Adrian stood and went over to the heating unit that was under the windows. Turning the dial to "sauna," he ditched his leather jacket and shut the connector to the other room, locking them in together. Then he got on the bed, stretched out on top of the thin blanket, and put his chest to the angel's back to warm him.

As he lay there and heard the heater come on with a whir, he felt the earthquakes in Jim's torso and limbs. Part of it was the healing process, which in some ways was more painful than the injuries. And part of it was the deep freeze of shock.

And part of it was the memories, no doubt.

He wanted to put an arm around the guy, but that was just going to be too uncomfortable for Jim: When he'd been in this condition, he'd lain naked without even a sheet on his clawed skin.
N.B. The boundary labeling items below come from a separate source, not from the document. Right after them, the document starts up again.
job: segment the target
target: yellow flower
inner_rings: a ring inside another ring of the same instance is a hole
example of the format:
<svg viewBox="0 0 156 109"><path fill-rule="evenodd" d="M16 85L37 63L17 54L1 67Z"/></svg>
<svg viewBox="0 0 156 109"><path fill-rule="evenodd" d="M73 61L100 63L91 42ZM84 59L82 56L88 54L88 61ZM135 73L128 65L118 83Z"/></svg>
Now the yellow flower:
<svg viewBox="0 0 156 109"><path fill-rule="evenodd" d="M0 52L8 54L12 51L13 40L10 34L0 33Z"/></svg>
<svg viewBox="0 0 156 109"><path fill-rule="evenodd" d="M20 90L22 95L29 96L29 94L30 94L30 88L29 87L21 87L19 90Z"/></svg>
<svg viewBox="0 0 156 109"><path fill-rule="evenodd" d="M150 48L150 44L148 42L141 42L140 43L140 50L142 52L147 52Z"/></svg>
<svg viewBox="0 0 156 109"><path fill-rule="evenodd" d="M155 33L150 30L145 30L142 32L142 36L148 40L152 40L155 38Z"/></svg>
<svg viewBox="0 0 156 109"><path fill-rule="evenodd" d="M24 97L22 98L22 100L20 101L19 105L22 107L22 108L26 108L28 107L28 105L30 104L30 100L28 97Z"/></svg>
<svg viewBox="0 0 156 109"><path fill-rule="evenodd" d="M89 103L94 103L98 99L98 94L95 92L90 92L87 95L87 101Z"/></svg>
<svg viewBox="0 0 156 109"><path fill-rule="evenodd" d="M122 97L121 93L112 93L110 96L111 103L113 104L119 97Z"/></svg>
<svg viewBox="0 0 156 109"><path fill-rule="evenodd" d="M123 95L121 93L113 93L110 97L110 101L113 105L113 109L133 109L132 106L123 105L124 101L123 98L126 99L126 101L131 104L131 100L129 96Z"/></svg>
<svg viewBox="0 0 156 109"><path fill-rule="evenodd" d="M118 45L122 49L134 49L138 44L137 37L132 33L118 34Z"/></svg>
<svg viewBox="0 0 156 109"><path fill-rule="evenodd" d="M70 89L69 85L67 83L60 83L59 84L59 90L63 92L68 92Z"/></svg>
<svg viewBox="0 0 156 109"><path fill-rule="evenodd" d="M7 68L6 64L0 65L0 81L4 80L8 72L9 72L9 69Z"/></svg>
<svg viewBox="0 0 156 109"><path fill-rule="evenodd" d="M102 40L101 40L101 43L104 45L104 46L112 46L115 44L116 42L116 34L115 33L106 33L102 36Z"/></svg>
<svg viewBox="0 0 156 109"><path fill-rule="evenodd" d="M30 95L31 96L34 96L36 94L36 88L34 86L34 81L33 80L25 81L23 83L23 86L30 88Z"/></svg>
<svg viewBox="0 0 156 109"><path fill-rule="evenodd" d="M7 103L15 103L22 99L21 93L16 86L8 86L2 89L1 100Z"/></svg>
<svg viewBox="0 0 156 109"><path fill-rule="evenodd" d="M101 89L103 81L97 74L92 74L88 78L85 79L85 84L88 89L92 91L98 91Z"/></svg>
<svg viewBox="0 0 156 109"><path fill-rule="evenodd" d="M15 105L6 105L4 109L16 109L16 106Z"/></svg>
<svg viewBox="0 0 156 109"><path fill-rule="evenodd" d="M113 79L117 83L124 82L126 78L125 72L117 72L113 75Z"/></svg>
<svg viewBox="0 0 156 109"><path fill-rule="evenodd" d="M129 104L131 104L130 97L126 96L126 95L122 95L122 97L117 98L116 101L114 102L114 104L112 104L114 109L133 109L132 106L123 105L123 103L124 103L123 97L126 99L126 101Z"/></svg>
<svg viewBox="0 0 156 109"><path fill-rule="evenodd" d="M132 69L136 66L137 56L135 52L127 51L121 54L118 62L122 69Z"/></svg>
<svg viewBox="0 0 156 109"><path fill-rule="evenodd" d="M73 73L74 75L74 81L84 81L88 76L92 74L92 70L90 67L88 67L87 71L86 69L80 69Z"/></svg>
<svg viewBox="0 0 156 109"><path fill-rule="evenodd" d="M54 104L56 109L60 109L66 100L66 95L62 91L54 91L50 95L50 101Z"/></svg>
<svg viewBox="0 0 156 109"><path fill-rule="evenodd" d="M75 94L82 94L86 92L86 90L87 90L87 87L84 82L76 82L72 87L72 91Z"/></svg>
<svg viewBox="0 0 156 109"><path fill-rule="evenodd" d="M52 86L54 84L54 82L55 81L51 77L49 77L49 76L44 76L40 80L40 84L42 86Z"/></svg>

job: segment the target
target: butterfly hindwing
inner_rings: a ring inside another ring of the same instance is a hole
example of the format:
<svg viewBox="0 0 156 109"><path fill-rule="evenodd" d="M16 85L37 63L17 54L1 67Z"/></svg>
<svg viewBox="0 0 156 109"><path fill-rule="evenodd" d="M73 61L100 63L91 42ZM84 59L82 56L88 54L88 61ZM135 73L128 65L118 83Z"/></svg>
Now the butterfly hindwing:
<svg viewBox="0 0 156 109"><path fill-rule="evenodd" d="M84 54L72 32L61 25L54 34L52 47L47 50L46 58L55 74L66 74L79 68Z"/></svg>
After a while, the billowing warmth that fanned out from the heater reached them, arcing over and raining down. Jim obviously felt the flow because he drew in a long breath and exhaled on a ragged sigh.

Lying next to the other angel, Adrian should have expected that this was where Jim would end up, and he had, to a degree. He'd known Devina had wanted the guy . . . back on their first assignment, back on that first night in the club in Caldwell. And he'd served Jim up to her.

With everything but the "to and from" tag.

Hard not to feel responsible for this.

Realllllllllly tough.

"I've got you, Jim," he said hoarsely. "I'm right here for you, man."